The director-general said that the agency had embarked on aggressive campaign to sensitise residents in the state on the need to stop dumping refuse on drainage and building along water channels.
He explained that the flood had affected residents in Boki, Ogoja, Yala, Calabar Municipality, Calabar South and other local government areas in the state.
“Cross River has always been affected by flood during the rainy season. Currently, we have over 175 houses that have been destroyed and as a result, over 3,000 persons have been displaced.
“This menace has greatly affected farming activities, especially in Boki, Yala and a few others areas.
“We are looking at NEMA and other corporate organizations to come in and assist the victims,’’ he said.
He listed the flooded areas in Calabar to include, Muritala Mohammed Highway, Ebito, Murray, Target and Nelson Mandela, Atu, Yellow Duke, Parliamentary, Efiote roundabout and Mayne Avenue streets.
He said that the Agency had appealed to the National Emergency Management Agency to assist the state with relief materials for the victims.
The Flood Warning: Bayelsa is taking proactive steps to avert disastrous consequences.
The Bayelsa Government says it is not relenting efforts in ensuring that the anticipated flooding does not have adverse consequences on the people of the state.

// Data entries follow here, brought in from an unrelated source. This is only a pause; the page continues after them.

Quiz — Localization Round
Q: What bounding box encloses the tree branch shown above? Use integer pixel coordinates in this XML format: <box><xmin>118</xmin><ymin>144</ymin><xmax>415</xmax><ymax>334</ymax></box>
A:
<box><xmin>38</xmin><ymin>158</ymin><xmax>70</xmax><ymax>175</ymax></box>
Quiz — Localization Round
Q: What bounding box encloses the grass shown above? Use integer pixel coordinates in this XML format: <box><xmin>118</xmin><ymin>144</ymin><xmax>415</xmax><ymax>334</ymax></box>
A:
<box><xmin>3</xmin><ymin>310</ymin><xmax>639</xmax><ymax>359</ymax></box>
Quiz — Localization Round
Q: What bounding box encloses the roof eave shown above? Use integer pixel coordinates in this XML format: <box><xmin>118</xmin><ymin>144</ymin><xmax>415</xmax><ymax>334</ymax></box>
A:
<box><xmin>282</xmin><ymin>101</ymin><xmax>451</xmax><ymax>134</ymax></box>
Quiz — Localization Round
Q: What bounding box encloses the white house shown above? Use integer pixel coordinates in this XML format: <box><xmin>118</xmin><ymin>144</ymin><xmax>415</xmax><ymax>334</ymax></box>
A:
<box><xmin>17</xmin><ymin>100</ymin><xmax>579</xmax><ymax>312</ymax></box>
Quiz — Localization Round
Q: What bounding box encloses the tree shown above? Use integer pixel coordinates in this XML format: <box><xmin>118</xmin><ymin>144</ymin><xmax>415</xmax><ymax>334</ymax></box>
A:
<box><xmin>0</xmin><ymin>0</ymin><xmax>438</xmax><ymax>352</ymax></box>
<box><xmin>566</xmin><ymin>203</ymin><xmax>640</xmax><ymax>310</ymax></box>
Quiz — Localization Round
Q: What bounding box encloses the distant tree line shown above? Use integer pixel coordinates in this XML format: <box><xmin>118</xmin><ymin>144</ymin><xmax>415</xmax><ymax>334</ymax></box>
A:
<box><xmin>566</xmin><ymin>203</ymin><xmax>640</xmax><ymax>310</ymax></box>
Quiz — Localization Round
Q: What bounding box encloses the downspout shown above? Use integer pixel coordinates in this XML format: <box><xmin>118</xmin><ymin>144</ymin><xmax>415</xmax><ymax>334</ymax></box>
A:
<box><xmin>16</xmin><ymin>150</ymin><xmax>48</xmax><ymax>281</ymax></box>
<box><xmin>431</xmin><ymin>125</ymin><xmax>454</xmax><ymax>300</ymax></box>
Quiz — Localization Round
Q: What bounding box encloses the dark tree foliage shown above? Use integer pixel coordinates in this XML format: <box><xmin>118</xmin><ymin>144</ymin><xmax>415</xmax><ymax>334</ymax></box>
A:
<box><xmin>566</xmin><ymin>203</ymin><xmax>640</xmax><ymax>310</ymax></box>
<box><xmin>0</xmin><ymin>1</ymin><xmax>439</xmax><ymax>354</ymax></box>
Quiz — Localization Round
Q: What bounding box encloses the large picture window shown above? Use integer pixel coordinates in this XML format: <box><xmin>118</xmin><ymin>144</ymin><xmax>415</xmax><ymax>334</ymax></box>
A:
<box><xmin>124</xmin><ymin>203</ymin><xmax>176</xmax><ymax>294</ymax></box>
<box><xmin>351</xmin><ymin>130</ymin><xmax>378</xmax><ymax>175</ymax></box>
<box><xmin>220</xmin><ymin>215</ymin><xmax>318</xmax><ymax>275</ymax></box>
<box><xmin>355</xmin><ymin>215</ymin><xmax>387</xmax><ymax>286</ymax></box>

Mr Daniel Iworiso-Markson, Bayelsa Commissioner for Information gave the assurance on Thursday in Yenagoa.
He said that the state government had stepped up activities to mitigate anticipated flooding.
The commissioner said that the state government, against the backdrop and experiences in the 2012 flood, had set up a flood response team
According to him, the team comprising of relevant government agencies will go round the state to monitor flood-prone areas and respond swiftly to any emergency situation.
Iworiso-Markson said the government is partnering with relevant stakeholders and experts including the State Emergency Management Agency (SEMA) to ensure that if flood occurs, it is put under control.
The commissioner assured that given the proactive steps so far taken by the government, there was no cause for alarm.
He also said that the state’s residents along the river banks were used to perennial rise in water levels which often floods farmlands.
The Commissioner said that the government had provided a call centre with dedicated telephone lines to enable residents in the state report cases of high-water level in their areas.
He said that the mobile numbers to contact were 08025814636, 08110413567 and 09037582261.
According to him, the proactive measures are geared toward preventing any re occurrence of the 2012 flood disaster in the state, even though floods are natural disasters and inevitable.
He said Dickson had mandated the Ministry of Information and that of Environment to carry out sensitization and monitoring efforts to safeguard residents and called on every one to play their own role.
However, NAN investigations revealed that most residents in the coastal communities prefer the flooding as their fishing vocations enjoy boom with enhanced fish catch during the flood incidents.
Mr James Agodi told NAN that despite the challenges associated with perennial floods, the people always prayed for the water levers to rise and overflow the banks with abundant fish.
“Those of us living near the river side actually enjoy abundant fish catch during flood seasons, when there is flood, there is no need to go far to get fish, the flood waters carry a lot of fish so anywhere you set nets there would be catch.
“Even those who are not doing fishing as their occupations return home at such times to do fishing, so to us the saying that there is opportunity in adversity holds true,” Agodi said.